Нужно ли говорить, что произошло потом: все «заграничные» кончили очень быстро; двое спились, один застрелился, трое умерли от чахотки, а остальные сошли с ума. К этому тяжелому времени относится эпизод с Сидором Карпычем, которого отодрал Иван Семеныч. Сидор Карпыч кончил сумасшествием, и Петр Елисеич держал его при себе, как товарища по несчастию, которому даже и деваться было некуда. Уцелел один Петр Елисеич, да и тот слыл за человека повихнувшегося. В течение пятнадцати лет его преследовала неукротимая ненависть Луки Назарыча, и только впоследствии он мог кое-как выбиться из числа простых рабочих.
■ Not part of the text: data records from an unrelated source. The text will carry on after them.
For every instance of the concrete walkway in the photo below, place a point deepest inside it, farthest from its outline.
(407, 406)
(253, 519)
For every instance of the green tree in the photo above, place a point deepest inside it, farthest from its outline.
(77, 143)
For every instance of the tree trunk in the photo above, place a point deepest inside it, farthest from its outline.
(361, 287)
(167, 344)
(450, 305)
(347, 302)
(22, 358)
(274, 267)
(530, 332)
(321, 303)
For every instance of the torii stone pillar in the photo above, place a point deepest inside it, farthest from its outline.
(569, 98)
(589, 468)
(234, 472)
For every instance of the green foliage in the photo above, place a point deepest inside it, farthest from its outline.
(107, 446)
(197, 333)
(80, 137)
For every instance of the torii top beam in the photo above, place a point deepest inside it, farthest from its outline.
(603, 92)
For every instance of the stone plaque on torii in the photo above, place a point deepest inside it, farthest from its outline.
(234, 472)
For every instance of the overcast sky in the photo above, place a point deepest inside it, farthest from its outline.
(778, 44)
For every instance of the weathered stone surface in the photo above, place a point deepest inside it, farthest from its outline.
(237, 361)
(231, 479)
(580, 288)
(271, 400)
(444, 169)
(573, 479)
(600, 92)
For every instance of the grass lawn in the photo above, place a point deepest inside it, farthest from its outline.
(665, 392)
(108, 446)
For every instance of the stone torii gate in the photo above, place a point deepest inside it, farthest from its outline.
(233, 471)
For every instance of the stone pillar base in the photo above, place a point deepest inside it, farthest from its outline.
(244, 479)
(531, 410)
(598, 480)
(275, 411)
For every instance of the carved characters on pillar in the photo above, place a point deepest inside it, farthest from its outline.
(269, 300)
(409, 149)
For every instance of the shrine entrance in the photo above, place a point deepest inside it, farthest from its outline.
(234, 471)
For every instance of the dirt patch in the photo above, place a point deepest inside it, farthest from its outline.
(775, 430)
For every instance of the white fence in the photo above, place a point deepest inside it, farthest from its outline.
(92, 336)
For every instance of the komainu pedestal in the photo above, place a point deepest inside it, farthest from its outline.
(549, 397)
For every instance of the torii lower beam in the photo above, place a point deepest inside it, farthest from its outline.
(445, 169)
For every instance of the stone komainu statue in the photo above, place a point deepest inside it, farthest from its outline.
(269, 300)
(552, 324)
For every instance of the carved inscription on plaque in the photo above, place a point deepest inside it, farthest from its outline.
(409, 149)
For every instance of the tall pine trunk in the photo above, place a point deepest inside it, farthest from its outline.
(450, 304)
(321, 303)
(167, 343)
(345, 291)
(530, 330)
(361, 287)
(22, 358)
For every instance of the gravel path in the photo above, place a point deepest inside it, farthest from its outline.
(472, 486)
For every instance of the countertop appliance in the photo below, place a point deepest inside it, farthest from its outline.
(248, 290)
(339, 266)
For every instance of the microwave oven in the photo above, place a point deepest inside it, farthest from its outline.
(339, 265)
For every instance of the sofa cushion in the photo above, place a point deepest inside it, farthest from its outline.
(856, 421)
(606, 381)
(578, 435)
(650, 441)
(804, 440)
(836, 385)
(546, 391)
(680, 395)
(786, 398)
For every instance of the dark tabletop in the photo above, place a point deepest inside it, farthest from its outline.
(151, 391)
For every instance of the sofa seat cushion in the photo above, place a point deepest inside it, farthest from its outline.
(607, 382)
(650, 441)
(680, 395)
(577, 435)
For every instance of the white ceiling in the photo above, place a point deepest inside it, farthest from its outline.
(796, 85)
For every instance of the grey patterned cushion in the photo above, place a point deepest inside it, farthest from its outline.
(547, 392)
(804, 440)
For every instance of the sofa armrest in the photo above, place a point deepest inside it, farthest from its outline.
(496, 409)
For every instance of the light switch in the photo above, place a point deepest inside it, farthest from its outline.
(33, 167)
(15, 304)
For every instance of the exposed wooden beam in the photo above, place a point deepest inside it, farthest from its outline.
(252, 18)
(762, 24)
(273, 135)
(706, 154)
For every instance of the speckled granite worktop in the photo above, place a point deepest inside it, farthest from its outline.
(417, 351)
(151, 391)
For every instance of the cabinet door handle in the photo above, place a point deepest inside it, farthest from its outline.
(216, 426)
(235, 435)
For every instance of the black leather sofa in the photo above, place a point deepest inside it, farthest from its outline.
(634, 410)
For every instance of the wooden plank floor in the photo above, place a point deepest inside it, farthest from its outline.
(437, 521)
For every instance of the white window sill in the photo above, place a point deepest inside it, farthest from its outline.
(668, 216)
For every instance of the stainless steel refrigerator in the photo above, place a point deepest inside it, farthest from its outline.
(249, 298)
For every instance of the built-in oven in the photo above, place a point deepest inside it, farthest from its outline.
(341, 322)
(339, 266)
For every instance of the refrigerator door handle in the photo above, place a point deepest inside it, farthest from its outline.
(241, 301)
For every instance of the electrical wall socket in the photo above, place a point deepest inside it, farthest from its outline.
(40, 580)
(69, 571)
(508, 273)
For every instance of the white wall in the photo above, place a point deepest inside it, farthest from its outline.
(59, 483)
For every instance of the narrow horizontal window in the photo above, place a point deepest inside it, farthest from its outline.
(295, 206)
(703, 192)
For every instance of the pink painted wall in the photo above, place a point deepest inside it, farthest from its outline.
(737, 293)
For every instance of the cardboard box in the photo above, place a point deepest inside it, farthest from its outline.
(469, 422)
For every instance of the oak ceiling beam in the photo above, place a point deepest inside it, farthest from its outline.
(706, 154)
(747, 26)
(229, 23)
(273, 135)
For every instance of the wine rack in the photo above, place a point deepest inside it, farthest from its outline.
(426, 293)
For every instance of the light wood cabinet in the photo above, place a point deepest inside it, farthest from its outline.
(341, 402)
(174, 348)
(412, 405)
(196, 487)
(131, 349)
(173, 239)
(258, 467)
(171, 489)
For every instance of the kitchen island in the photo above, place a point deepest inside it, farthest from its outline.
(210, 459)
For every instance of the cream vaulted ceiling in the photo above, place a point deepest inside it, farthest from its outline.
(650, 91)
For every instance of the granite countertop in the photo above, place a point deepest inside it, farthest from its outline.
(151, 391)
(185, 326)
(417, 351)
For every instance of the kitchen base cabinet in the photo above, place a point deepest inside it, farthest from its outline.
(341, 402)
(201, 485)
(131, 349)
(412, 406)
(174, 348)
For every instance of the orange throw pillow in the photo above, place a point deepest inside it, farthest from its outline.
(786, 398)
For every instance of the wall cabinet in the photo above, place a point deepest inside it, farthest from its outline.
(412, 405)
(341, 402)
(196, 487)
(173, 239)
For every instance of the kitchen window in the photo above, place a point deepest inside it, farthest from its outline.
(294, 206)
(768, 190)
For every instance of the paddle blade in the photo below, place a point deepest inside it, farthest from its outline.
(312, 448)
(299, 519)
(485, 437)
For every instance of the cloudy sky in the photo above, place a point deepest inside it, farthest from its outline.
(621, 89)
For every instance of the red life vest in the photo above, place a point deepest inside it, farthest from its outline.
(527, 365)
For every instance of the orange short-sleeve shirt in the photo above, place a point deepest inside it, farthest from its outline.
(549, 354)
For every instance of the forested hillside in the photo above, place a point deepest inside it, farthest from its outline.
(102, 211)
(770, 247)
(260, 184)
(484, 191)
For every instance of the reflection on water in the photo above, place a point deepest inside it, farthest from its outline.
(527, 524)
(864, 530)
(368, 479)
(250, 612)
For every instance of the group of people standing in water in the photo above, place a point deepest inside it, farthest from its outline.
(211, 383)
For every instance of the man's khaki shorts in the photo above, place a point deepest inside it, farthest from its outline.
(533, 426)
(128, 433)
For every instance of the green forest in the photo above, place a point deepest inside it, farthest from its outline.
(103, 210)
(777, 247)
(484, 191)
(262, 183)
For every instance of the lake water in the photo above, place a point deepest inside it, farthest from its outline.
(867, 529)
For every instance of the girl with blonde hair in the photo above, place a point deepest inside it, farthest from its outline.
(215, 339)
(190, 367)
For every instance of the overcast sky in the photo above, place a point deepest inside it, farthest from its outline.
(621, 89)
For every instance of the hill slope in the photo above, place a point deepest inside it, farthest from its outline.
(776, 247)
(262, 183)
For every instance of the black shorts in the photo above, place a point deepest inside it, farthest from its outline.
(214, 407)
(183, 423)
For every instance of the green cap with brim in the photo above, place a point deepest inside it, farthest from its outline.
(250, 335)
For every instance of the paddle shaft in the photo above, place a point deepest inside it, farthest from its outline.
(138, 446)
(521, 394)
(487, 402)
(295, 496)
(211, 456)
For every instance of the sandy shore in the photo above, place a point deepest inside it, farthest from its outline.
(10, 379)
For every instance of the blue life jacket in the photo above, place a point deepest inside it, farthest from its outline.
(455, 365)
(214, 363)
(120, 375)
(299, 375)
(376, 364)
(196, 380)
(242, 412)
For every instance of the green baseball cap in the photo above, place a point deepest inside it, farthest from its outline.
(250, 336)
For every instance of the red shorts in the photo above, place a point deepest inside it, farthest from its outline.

Главный управляющий торжествовал вполне.
Жена Мухина героически переносила свои испытания, но слишком рано сделалась задумчивой, молчаливой и как-то вся ушла в себя. Ее почти не видали посторонние люди. Это нелюдимство походило на сумасшествие, за исключением тех редких минут, когда мелькали проблески сознания. К этому служило поводом и то, что первые дети умирали, и оставалась одна Нюрочка. Умирая, эта «немка» умоляла мужа отправить дочь туда, на Запад, где и свет, и справедливость, и счастье. Ах, как она тосковала, что даже мертвым ее тело должно оставаться в русских снегах, хотя и верила, что наступит счастливая пора и для крепостной России.
Все это происходило за пять лет до этого дня, и Петр Елисеич снова переживал свою жизнь, сидя у Нюрочкиной кроватки. Он не слыхал шума в соседних комнатах, не слыхал, как расходились гости, и опомнился только тогда, когда в господском доме наступила полная тишина. Мельники, говорят, просыпаются, когда остановится мельничное колесо, так было и теперь.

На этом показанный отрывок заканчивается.